Advice for the decorating-impaired: Limit paint, fabric

September 27, 1992|By Michael Walsh

One reason decorating is so difficult for many of us is that we get conflicting advice from the experts. On the one hand, decorating magazines trumpet visual harmony, unified style and the compatibility of furnishings. On the other, they rail against the matched-set syndrome that produces anonymous, assembly line-looking rooms in which all the furniture is of the same style and period.

Compounding the problem is the fact that redecorating a room involves more elements -- walls, floors, furniture, windows, accessories -- than most of us are prepared to deal with simultaneously. What's even worse is that we are confounded by too many choices when it comes to materials, colors, patterns, finishes and furnishings. What goes with what? How do you make the windows harmonize with the sofa, the sofa with the chairs, the chairs with the throw pillows? How do you pull it all together without making it look as if it were lifted from the pages of a furniture catalog?

Those who have a natural flair for decorating may be able to sift through the contradictions and the complexities and to craft rooms that are coordinated and highly personal. Those of us born without a single decorating gene, however, need to find another way.

One way is to deliberately restrict your scope and limit your choices. In effect, by making only two decisions and two choices -- paint and fabric -- you can redecorate a room. In record time, without running all over town armed with paint chips and fabric swatches, you can dispense with a room's two major elements, the background and the furniture.

Once implemented, those two solutions will help dictate what follows: the color for carpeting or the pattern of an area rug, even the kinds of artwork and accessories that are appropriate.

Pick out one easy-to-live-with color of paint and use it on the walls, the ceiling and the woodwork. Instead of considering all those surfaces separately and complicating the problem in the process, you make one decision and -- presto -- you've got a nice, clean, pleasingly monochromatic background.

Another low-risk, quick-fix solution is fabric. Anyone who has ever tried to redecorate knows you can drive yourself to distraction trying to coordinate the draperies with the upholstered pieces. Why bother? If you lack the time, talent or inclination to engage in this kind of anxiety-producing enterprise, don't.

Instead, find one kind of fabric with an appealing pattern and then use it everywhere: on the windows, the sofa, the chair, the ottoman, the pillows. If your sofa and chairs are of different styles or periods, covering them with a single style of fabric can make them members of the same furniture family.

If that's not enough variety for you, consider the precoordinated patterns available from companies such as Laura Ashley, which market complementary patterns, such as a large scale print and a matching smaller print, for easy decorating.

If you need to refurnish but economize at the same time, fabric can let you resort to second-hand furniture. Once it's reupholstered or slipcovered with an attractive fabric, who cares where it came from?
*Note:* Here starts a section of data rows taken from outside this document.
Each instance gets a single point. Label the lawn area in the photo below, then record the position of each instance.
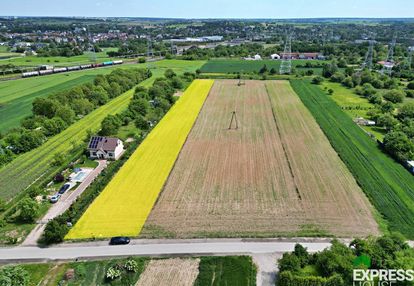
(387, 184)
(235, 66)
(25, 169)
(88, 163)
(229, 271)
(129, 131)
(124, 205)
(86, 273)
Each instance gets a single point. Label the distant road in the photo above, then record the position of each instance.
(141, 247)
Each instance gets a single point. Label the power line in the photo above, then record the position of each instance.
(389, 63)
(286, 65)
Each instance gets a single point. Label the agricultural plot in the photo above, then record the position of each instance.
(275, 175)
(124, 205)
(236, 66)
(174, 271)
(27, 168)
(34, 61)
(228, 270)
(387, 184)
(16, 96)
(14, 109)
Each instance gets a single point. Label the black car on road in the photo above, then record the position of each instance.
(119, 240)
(64, 188)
Just

make sure the frames are sound, the cushions are in good condition, and the shapes and profiles are pleasing.

Once the sofa and chairs have been taken care of, you can finish furnishing on a catch-as-catch-can basis, selecting a coffee table, side tables and other accessory furnishings one at a time. Because the windows and major seating pieces are now coordinated, almost anything will go with them. But aim for variety in terms of both style and material. Deliberately mismatched occasional tables, different wood stains, an antique rocker or a piece of painted furniture thrown in to the mix will keep your resuscitated room from looking overly coordinated.

Using only a limited number of fabrics is a good strategy that works just as well in dining rooms and bedrooms. In a dining room, you could use the same fabric on the windows and the seats of your dining chairs, perhaps even as a tablecloth. In a bedroom, the draperies, upholstered headboard, comforter, bed skirt, pillow shams and a seat cushion for the rocking chair can all be made of the same one or two patterns.

After decorating and furnishing a room, concentrate on detailing and finishing it. Don't leave out the very things that make it distinctively yours: framed family photographs, diplomas, marriage certificates, trophies, souvenirs, heirloom furniture, collections and artwork. Even more than gallons of paint and bolts of fabric, such prized possessions have the power to personalize your decorating efforts.